Les moqueries contre Sébastien Delogu, qui a eu des difficultés à lire un texte en commission des finances à l’Assemblée nationale, relèvent du mépris de classe. Une fois n’est pas coutume, ce député de La France insoumise mérite d’être défendu. D’abord parce qu’il n’a rien fait de mal. Il a juste mal lu un texte. On peut être surdiplômé et même très intelligent tout en étant incapable de lire à haute voix. Ça arrive à tout le monde, même aux rois. La preuve: George V, roi d’Angleterre, bégayait quand il prenait la parole en public, y compris quand il lisait un texte, et ça ne l’a pas empêché de gagner la Seconde Guerre mondiale.
Là, il ne s’agit pas d’un roi, mais de quelqu’un qui représente le peuple. Et justement, ça nous choque parce que ça ne correspond pas à l’idée qu’on se fait d’un député. Pour nous, un député, ça doit s’exprimer correctement. Et avoir des manières parfaites, ça aide, mais ce n’est pas une condition pour être élu. Si on a cette idée, c’est parce qu’à l’Assemblée nationale, tous les députés se ressemblent. Un chiffre: 74% des députés actifs, c’est-à-dire non retraités, appartiennent aux professions intellectuelles supérieures. En comparaison, dans la population, ça dépasse tout juste les 21%. Les pauvres sont donc moins représentés que les riches.
Il devrait y avoir plus d’ouvriers à l’Assemblée, la démocratie y gagnerait. La rupture entre les élites et le peuple, ça tient aussi à ça. Si vous n’avez pas de personnes issues des classes populaires dans les cercles du pouvoir, vous les faites disparaître petit à petit.
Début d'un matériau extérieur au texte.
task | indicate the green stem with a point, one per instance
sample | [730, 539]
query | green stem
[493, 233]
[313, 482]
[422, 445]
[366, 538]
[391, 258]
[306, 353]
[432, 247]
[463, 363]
Et donc leurs problèmes aussi disparaissent du champ de vision de ceux qui gouvernent. A la fin, plus personne ne s’intéresse à eux. Dans cette République, il n’y a pas de citoyen de seconde zone. Tout le monde a le droit d’être entendu. Et pas seulement de loin. D’ailleurs, on est bien obligé de constater que c’est au RN et à La France insoumise qu’on doit d’avoir fait élire des personnes issues des classes populaires. Ça pose quand même quelques questions…
Seulement quatre ouvriers députés
Les classes supérieures ont toujours été plus représentées que les autres. Mais depuis la fin de la Seconde Guerre mondiale, ça ne s’améliore pas. Par exemple, en 1945, il y avait 65 ouvriers députés sur 522. Ils sont quatre aujourd’hui. On a aussi eu des ministres de premier plan qui n’avaient pas fait d’études, et pas n’importe lesquels. Charles Pasqua, ministre de l’Intérieur de Jacques Chirac. Pierre Bérégovoy, Premier ministre de François Mitterrand. Ce n’est pas la norme, mais c’est important que ça existe. Ils incarnent la promesse de l’égalité républicaine. Ils sont la preuve qu’on peut arriver tout en haut en étant parti de tout en bas. Et ils incarnent une diversité dont on ne parle jamais, celle des origines sociales.
Député, ce n’est quand même pas un métier comme un autre, ça requiert un minimum de compétences. Mais l’Assemblée, ce n’est pas une grande école. On n’y accède pas après une classe préparatoire ou un concours. Tout le monde peut être élu député, et rien ne nous dit qu’une personne diplômée fera un meilleur parlementaire qu’une personne qui ne l’est pas. Les compétences, ça s’acquiert, et les juges, ce sont les électeurs. L’entre-soi de la vie politique, c’est une cause importante de la crise de confiance entre l’Etat et les citoyens. Tout ce qui peut y remédier est bon à prendre. L’Assemblée, ce n’est pas un club de gentlemen.